Beyond training the model, Forge's data lets you build better tooling for models. Four meta plays the trajectory + decision graph make tractable.

Tool-routing models

Forge sees every tool call across every session. Mining this gives optimal tool sequences per (model, language, intent). When a Sonnet 4.6 agent on a Rust codebase asks 'find usages of X', the right path may be Serena.find_symbol → forge-next blast-radius → grep fallback. Codex on the same task does grep first. Train a small router that picks the right sequence. Bonus: existing LLM evals barely measure tool-call efficiency. Forge data → first proper tool-use leaderboard.

Context compressors

Forge tracks what context was injected vs what was actually cited in the agent's response. That's labeled data for what the agent actually used. Train a small model on it; given a candidate context, predict what the agent will cite, prune the rest. Massive token savings for downstream agents.

Self-improving prompts

When an agent failed (low PathScore, test failure), Forge has the prompt + the failure mode. Mine these for systemic prompt gaps. Output: a model that suggests "your system prompt is missing instructions about X" — feedback loop on the prompts themselves.
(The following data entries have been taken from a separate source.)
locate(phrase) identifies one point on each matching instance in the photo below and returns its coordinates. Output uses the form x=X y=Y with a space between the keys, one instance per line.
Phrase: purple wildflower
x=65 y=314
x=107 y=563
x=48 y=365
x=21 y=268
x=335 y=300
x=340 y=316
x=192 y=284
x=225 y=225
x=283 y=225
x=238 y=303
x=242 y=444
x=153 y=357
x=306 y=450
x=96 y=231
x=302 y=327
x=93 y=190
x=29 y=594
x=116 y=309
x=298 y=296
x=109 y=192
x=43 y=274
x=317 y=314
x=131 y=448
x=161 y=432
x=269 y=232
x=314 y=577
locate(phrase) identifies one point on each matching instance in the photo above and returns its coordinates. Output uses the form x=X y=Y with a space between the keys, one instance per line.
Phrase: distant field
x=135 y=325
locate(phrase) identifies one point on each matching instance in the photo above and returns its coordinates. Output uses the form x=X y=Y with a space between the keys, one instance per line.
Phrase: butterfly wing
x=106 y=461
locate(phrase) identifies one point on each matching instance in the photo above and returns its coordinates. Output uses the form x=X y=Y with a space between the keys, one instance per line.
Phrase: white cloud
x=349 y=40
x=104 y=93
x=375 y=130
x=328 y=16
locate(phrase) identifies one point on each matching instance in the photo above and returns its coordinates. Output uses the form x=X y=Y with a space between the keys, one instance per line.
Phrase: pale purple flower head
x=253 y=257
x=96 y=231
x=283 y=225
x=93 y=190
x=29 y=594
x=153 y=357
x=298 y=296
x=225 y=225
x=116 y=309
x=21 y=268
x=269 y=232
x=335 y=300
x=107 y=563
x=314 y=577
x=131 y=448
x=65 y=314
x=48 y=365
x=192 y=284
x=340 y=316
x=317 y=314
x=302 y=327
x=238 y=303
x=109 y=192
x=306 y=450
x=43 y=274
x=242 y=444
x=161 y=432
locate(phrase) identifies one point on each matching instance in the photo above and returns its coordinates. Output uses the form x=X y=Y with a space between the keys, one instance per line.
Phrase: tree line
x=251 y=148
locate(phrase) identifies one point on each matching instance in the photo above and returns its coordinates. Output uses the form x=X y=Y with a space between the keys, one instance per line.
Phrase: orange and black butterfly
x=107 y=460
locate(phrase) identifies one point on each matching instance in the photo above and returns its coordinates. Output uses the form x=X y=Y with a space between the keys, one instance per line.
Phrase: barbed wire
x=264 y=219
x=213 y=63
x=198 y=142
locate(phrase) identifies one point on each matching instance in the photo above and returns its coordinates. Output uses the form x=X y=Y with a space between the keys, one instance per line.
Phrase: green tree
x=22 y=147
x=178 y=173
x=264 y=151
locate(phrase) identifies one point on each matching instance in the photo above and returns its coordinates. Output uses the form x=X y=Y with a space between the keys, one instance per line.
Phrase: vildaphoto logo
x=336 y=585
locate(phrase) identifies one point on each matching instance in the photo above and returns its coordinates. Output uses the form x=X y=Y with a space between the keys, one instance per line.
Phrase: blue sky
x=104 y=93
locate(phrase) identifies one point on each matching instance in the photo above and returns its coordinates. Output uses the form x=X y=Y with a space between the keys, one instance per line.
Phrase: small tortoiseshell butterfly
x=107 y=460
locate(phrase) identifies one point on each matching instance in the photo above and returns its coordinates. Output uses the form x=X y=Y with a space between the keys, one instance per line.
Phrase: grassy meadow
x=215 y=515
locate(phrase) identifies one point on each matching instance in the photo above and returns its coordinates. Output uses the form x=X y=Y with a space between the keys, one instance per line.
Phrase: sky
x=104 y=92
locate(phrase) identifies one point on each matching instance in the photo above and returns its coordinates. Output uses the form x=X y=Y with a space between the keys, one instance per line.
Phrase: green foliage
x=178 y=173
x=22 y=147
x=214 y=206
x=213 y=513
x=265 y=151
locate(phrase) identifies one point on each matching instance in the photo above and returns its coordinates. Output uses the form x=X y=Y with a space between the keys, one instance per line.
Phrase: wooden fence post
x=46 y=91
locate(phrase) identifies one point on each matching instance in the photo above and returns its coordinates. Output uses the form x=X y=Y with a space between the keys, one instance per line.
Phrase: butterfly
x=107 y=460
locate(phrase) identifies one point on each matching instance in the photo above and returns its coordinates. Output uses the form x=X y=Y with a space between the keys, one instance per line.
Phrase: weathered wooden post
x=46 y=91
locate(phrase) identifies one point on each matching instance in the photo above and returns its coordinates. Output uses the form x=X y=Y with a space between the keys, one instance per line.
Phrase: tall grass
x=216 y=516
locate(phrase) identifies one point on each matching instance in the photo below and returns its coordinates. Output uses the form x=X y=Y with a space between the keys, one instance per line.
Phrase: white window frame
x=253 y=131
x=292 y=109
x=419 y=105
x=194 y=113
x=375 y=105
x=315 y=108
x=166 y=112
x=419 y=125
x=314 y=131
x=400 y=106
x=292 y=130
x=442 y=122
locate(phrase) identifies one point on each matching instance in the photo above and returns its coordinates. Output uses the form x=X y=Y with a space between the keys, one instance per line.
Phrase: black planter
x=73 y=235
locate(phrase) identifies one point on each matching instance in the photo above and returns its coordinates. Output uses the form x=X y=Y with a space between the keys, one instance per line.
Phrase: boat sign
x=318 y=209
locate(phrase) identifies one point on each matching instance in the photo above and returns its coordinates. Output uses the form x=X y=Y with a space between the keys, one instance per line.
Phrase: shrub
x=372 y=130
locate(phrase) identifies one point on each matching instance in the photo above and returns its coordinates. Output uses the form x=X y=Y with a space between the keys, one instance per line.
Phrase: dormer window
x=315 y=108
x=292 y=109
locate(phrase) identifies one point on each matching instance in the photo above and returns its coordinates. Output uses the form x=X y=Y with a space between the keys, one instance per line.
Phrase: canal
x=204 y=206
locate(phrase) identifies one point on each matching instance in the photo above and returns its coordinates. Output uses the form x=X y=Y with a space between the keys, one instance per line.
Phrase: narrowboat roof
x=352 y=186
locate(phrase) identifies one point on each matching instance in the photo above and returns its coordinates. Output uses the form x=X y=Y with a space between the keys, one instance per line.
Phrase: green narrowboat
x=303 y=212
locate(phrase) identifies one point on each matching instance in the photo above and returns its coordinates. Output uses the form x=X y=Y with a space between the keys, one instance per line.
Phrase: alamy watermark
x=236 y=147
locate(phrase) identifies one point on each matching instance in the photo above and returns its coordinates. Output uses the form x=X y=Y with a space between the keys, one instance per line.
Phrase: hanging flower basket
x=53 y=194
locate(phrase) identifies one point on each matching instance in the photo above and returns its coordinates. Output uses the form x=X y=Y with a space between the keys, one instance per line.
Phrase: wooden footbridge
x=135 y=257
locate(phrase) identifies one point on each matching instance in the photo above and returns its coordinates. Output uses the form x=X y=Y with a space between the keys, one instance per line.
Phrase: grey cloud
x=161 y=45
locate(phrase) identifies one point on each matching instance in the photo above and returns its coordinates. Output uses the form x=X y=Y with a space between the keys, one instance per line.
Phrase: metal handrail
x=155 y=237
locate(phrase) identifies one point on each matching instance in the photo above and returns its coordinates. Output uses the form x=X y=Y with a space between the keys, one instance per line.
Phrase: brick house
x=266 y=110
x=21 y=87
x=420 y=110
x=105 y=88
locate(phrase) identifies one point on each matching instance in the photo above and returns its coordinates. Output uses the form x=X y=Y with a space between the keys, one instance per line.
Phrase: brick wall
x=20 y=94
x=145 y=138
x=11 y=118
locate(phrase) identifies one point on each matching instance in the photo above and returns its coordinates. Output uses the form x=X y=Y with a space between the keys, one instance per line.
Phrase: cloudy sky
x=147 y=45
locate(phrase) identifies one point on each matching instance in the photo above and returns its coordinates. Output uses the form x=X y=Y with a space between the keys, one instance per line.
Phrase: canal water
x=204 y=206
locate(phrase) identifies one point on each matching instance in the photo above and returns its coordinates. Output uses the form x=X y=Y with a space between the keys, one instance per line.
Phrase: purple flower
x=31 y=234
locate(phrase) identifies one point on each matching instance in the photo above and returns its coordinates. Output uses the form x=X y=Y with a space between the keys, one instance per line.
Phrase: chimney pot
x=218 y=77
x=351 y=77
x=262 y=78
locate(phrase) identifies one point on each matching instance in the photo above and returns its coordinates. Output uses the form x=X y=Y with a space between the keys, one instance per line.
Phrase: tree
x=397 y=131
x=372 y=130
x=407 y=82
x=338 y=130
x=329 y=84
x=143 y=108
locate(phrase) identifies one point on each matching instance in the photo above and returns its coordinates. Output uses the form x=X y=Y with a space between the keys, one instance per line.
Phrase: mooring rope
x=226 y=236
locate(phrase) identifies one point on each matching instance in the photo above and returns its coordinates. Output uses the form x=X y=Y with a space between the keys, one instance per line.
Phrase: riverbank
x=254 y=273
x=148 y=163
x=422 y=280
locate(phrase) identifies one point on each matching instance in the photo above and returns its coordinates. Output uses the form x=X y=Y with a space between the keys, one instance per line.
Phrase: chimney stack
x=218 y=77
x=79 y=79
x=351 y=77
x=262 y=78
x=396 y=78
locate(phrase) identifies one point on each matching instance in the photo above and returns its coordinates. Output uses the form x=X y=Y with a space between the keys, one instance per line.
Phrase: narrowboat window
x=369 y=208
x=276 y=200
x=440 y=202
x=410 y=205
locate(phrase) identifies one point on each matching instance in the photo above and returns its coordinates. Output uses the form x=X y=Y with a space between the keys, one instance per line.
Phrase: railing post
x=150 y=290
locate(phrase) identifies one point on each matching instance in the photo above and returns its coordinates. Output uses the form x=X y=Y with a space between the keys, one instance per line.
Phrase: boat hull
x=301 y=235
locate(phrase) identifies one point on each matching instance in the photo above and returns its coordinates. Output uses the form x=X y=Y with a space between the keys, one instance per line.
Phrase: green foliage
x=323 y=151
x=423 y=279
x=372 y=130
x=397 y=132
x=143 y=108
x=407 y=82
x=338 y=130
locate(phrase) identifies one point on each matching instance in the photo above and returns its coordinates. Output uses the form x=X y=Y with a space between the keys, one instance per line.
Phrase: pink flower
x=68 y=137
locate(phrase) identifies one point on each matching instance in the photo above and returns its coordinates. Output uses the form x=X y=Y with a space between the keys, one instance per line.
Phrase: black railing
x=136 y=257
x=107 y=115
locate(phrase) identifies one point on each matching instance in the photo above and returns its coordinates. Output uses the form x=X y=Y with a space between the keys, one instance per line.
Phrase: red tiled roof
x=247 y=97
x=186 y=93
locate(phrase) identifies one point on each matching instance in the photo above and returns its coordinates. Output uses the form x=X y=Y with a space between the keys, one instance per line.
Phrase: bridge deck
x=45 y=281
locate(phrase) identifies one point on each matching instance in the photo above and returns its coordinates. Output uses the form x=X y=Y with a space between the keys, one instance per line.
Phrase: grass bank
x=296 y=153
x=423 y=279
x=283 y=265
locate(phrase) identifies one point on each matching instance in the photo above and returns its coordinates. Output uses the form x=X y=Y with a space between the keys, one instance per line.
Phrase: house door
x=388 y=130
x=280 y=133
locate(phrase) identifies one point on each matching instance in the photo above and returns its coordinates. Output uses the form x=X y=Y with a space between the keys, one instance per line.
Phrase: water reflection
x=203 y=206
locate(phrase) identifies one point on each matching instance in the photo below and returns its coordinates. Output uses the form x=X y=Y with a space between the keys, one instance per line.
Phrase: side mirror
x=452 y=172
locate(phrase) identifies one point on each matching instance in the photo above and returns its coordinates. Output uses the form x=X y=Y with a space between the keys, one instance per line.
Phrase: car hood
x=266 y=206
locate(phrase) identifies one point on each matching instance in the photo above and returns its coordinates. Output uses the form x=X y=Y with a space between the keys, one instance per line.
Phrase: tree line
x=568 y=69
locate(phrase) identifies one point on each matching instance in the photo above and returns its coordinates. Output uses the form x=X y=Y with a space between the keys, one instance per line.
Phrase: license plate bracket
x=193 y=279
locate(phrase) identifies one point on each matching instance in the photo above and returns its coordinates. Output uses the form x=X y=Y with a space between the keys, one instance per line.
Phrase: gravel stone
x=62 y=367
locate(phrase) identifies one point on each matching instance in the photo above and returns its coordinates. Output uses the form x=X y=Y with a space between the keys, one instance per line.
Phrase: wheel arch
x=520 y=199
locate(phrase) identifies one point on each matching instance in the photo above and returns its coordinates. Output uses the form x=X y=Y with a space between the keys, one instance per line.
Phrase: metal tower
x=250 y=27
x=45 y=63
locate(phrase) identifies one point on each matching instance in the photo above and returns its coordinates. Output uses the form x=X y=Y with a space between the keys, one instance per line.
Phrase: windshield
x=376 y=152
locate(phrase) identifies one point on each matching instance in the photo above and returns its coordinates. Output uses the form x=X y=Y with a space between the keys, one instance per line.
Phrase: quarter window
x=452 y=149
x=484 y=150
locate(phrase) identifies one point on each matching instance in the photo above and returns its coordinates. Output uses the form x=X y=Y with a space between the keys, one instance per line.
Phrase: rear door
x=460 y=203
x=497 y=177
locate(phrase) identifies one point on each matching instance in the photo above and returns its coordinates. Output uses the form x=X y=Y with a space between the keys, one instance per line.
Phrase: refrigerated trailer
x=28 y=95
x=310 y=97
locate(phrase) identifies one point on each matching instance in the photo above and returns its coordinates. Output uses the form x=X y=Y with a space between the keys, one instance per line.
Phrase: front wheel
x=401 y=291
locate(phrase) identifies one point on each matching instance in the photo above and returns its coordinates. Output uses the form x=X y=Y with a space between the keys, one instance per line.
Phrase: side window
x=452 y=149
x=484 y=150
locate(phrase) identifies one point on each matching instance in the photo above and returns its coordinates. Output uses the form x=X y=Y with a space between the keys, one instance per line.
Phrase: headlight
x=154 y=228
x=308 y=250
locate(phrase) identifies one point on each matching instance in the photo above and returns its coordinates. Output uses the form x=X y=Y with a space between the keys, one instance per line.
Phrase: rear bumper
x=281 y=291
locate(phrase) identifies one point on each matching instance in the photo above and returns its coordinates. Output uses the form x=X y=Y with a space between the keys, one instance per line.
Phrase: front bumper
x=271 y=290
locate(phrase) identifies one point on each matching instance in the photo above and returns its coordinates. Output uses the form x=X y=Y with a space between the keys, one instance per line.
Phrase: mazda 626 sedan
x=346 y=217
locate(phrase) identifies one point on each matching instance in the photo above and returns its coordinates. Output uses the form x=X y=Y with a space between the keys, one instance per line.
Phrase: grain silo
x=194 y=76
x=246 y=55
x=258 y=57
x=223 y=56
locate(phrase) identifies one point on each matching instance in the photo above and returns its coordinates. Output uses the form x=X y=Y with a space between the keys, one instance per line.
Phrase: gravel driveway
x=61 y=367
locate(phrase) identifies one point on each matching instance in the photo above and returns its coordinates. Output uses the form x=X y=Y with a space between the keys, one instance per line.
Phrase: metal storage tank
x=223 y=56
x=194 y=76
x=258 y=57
Eval / benchmark generation

Every successful trajectory in your Forge instance is a candidate eval problem. "Given this codebase state and this user request, the right output is this patch." A million Forge users → a million labeled eval cases that don't exist anywhere else. Potentially the largest unique training/eval corpus in the agent space.

Each play is downstream of the same substrate as trajectory export: structured decisions plus the code-graph snapshot they were made against. Train the model, or build the tooling around it. Same data, two directions.